Beyond the above modem models, most any industry standard (of the time)
external RS-232-C serial modem can work well with the Atari.  These were
commonly sold for PCs for many years.  The Hayes Smartmodem more or less
defined the market for these, initially.  Normally modems featured a DB-25S
connector for interfacing to the computer.

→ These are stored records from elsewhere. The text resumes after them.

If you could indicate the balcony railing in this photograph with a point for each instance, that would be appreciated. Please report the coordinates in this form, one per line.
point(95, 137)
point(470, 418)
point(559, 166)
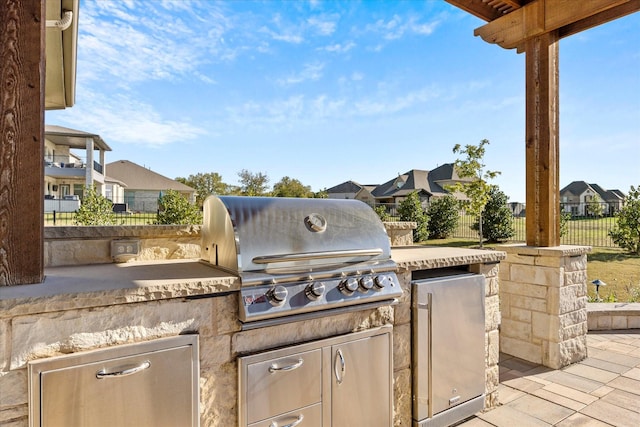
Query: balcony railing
point(69, 162)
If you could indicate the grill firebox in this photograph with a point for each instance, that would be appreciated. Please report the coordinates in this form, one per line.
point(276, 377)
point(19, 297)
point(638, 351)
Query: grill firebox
point(299, 256)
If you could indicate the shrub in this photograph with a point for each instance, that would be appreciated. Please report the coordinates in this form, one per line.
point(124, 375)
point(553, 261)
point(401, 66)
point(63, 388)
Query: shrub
point(411, 209)
point(175, 209)
point(497, 217)
point(565, 217)
point(443, 217)
point(382, 213)
point(626, 233)
point(95, 209)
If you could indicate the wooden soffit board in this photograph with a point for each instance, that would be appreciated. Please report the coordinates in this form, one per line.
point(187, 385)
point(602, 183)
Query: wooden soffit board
point(538, 17)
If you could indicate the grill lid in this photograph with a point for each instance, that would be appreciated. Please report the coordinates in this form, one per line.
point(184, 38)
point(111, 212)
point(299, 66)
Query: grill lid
point(279, 235)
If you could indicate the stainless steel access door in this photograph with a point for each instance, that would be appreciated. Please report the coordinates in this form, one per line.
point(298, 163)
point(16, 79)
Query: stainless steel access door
point(153, 383)
point(448, 334)
point(360, 392)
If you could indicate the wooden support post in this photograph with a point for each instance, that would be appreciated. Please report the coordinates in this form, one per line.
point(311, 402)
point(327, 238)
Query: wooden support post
point(22, 68)
point(542, 134)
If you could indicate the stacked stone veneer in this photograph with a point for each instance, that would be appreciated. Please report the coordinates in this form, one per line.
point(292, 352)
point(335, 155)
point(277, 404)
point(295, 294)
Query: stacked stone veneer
point(52, 319)
point(477, 261)
point(92, 244)
point(543, 301)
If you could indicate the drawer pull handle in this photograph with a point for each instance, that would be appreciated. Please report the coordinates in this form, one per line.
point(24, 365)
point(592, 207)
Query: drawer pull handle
point(103, 374)
point(339, 373)
point(293, 424)
point(275, 368)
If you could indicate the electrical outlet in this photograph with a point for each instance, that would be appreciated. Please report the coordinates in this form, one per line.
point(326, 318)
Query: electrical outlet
point(123, 249)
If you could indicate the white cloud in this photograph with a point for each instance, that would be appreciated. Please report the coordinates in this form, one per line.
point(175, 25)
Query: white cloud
point(123, 120)
point(339, 47)
point(310, 72)
point(397, 27)
point(141, 40)
point(324, 27)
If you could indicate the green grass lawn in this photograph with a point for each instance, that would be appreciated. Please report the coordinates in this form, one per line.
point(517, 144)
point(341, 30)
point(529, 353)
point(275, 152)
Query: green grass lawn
point(619, 270)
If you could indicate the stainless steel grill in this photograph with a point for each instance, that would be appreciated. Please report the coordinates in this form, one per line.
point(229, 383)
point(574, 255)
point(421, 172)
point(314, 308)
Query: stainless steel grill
point(299, 256)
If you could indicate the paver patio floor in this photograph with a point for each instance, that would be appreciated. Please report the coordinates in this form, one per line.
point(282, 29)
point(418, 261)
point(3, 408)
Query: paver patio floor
point(602, 390)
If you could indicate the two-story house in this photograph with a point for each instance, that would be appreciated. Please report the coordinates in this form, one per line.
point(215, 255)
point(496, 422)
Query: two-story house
point(575, 198)
point(73, 160)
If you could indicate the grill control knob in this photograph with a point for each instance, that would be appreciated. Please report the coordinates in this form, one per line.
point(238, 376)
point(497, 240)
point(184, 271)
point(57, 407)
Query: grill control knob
point(382, 282)
point(277, 295)
point(348, 286)
point(366, 283)
point(314, 291)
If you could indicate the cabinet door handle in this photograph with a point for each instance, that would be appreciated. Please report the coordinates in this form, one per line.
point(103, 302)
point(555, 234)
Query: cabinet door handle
point(293, 424)
point(123, 372)
point(275, 368)
point(339, 373)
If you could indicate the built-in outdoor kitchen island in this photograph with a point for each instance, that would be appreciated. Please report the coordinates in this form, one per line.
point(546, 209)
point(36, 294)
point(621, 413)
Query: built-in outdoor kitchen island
point(83, 308)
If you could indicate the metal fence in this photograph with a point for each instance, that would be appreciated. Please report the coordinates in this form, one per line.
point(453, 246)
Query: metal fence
point(588, 230)
point(120, 218)
point(590, 227)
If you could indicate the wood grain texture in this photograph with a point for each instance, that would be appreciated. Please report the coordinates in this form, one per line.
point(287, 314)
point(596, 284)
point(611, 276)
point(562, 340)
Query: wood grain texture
point(21, 141)
point(542, 141)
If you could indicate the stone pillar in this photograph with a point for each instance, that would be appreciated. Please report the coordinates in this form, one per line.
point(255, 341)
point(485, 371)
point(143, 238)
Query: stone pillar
point(491, 334)
point(89, 163)
point(543, 301)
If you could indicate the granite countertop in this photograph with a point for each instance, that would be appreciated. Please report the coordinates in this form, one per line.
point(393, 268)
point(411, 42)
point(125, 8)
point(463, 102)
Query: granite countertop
point(96, 285)
point(108, 284)
point(429, 257)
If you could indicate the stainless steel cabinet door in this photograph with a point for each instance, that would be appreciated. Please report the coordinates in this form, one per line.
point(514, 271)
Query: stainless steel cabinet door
point(147, 389)
point(361, 383)
point(449, 354)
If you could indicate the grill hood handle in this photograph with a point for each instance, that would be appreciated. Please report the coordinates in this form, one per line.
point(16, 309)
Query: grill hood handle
point(308, 256)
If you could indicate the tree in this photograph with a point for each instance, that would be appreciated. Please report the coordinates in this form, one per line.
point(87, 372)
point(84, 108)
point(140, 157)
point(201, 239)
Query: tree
point(322, 194)
point(205, 185)
point(253, 184)
point(594, 206)
point(477, 188)
point(175, 209)
point(382, 213)
point(626, 233)
point(411, 209)
point(95, 209)
point(443, 215)
point(497, 217)
point(289, 187)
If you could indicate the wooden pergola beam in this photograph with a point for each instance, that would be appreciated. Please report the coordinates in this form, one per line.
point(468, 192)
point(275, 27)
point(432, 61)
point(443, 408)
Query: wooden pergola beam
point(22, 69)
point(543, 16)
point(542, 141)
point(477, 8)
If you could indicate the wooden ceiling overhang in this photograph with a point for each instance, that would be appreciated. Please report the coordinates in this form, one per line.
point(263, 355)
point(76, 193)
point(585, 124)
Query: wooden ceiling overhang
point(535, 27)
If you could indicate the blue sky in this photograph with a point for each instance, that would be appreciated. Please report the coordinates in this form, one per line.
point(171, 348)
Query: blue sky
point(330, 91)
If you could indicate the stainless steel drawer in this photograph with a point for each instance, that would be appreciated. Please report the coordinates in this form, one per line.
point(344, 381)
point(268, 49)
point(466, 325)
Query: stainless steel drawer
point(279, 385)
point(311, 416)
point(152, 383)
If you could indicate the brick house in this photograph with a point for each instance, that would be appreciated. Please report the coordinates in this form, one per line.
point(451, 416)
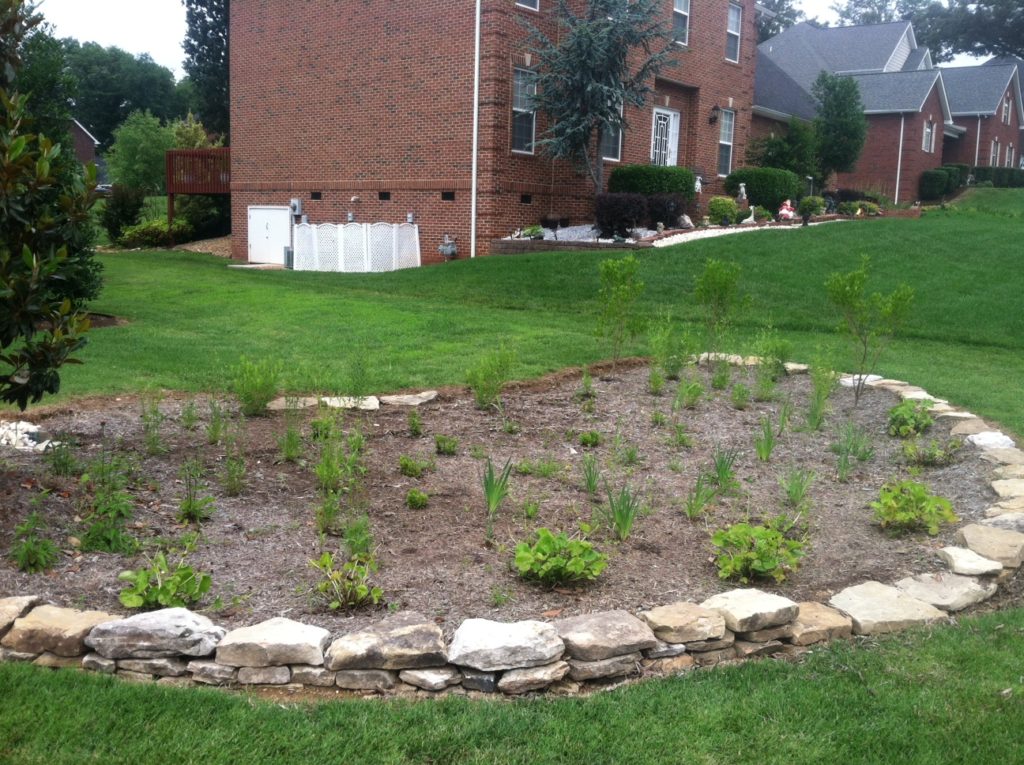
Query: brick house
point(366, 110)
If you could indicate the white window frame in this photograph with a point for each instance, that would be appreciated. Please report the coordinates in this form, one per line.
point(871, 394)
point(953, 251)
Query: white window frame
point(681, 9)
point(726, 117)
point(672, 140)
point(520, 111)
point(736, 33)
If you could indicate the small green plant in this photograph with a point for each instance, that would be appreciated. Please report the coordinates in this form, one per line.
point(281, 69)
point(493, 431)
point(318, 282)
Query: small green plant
point(591, 474)
point(193, 508)
point(764, 442)
point(445, 445)
point(555, 559)
point(255, 384)
point(488, 377)
point(934, 453)
point(621, 511)
point(869, 321)
point(702, 494)
point(32, 551)
point(215, 424)
point(747, 552)
point(414, 468)
point(417, 500)
point(344, 586)
point(907, 506)
point(160, 585)
point(910, 418)
point(188, 418)
point(740, 396)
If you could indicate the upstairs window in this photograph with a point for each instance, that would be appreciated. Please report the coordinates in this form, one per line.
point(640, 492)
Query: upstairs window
point(523, 117)
point(732, 33)
point(681, 22)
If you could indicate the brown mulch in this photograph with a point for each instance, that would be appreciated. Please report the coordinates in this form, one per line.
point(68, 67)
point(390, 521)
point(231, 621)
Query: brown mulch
point(437, 560)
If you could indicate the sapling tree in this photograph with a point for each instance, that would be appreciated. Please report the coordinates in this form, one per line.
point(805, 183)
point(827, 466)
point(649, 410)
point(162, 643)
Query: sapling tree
point(870, 321)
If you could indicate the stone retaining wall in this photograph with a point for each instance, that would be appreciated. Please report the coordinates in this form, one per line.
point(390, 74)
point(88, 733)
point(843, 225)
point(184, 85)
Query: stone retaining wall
point(408, 653)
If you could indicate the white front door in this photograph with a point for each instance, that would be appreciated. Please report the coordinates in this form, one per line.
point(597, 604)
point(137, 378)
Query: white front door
point(665, 137)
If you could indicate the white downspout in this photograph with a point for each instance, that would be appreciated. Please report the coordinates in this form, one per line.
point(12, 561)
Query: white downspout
point(899, 159)
point(476, 134)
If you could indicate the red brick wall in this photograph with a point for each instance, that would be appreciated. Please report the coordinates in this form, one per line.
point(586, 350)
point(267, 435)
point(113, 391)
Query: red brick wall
point(355, 97)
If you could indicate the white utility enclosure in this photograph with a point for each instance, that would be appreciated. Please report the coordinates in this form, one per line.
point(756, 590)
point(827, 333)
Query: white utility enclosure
point(269, 234)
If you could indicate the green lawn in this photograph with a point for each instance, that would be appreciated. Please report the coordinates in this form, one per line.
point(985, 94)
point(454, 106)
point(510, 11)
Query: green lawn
point(948, 694)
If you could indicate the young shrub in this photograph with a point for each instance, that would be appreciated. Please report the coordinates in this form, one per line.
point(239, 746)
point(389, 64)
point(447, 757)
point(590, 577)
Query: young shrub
point(910, 418)
point(869, 321)
point(557, 559)
point(488, 377)
point(621, 288)
point(907, 506)
point(747, 552)
point(255, 385)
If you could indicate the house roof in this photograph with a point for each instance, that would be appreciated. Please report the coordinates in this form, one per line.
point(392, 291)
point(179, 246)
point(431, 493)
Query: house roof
point(979, 90)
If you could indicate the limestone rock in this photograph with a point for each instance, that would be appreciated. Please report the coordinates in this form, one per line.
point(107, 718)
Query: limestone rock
point(486, 645)
point(613, 667)
point(752, 609)
point(264, 675)
point(274, 642)
point(49, 628)
point(404, 641)
point(684, 623)
point(435, 679)
point(995, 544)
point(531, 678)
point(876, 608)
point(968, 562)
point(593, 637)
point(13, 608)
point(169, 632)
point(211, 673)
point(379, 680)
point(950, 592)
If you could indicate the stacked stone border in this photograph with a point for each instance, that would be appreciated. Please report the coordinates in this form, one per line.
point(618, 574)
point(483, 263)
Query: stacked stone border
point(408, 653)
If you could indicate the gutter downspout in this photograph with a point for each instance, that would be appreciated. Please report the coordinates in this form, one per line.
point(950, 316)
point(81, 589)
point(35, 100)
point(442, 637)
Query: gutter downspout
point(476, 133)
point(899, 159)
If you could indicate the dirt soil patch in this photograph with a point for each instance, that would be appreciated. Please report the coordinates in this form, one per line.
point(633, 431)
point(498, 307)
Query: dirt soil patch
point(437, 560)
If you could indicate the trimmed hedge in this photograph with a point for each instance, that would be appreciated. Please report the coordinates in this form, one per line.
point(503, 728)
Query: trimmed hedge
point(767, 186)
point(648, 179)
point(617, 214)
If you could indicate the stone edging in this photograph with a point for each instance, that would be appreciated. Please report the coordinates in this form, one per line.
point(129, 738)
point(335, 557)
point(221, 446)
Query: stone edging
point(407, 652)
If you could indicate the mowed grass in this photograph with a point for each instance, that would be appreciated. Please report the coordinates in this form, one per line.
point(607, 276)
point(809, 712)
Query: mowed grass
point(192, 317)
point(951, 694)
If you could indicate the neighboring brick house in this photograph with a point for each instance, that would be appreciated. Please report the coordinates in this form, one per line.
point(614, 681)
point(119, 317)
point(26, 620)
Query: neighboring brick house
point(986, 100)
point(367, 108)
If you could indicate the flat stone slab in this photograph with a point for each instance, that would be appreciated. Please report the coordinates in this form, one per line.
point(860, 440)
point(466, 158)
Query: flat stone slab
point(950, 592)
point(403, 641)
point(749, 609)
point(994, 544)
point(878, 608)
point(593, 637)
point(968, 562)
point(169, 632)
point(1009, 487)
point(817, 623)
point(409, 399)
point(532, 678)
point(489, 646)
point(13, 608)
point(684, 623)
point(274, 642)
point(49, 628)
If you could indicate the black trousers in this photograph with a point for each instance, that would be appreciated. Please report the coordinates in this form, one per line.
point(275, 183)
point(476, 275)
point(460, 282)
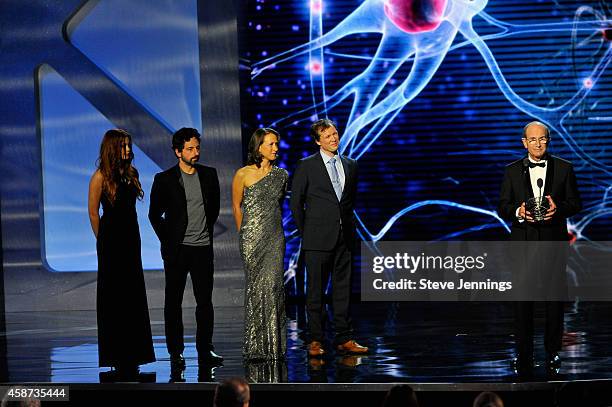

The original, most common, and most trouble-free way to use such a modem with
the Atari is to attach it to the #1 RS-232-C serial port (DE-9S) of the Atari
850 Interface Module or equivalent, using an Atari CX87 Modem Cable or
equivalent (DE-9P to DB-25P).  Note that the standard "modem cable" used with
PCs of the era was DE-9S to DB-25P.  Such a cable combined with a simple DE-9
P-P gender converter creates the equivalent of the Atari CX87 Modem Cable.

A less common way to connect a standard external modem with DB-25S connector
to the Atari is to connect it to the Atari SIO port via an R-Verter Serial Bus
Modem Adapter (Atari SIO to DB-25P) by Advanced Interface Devices (A.I.D.),
later sold as the SupraVerter by Supra, or equivalent.
- The R-verter uses SIO Motor Control; only one such device can be attached
   to the system at a time.

Note that the top modem bitrate that can be utilized by the Atari, under ideal
circumstances, is 19200 bit/s.  Modems capable of faster bitrates work fine,
they just can't be operated at their full speeds.

Later external modems designed for newer PCs connected to a USB port on the PC
instead of the standard DE-9P serial port found on earlier PCs.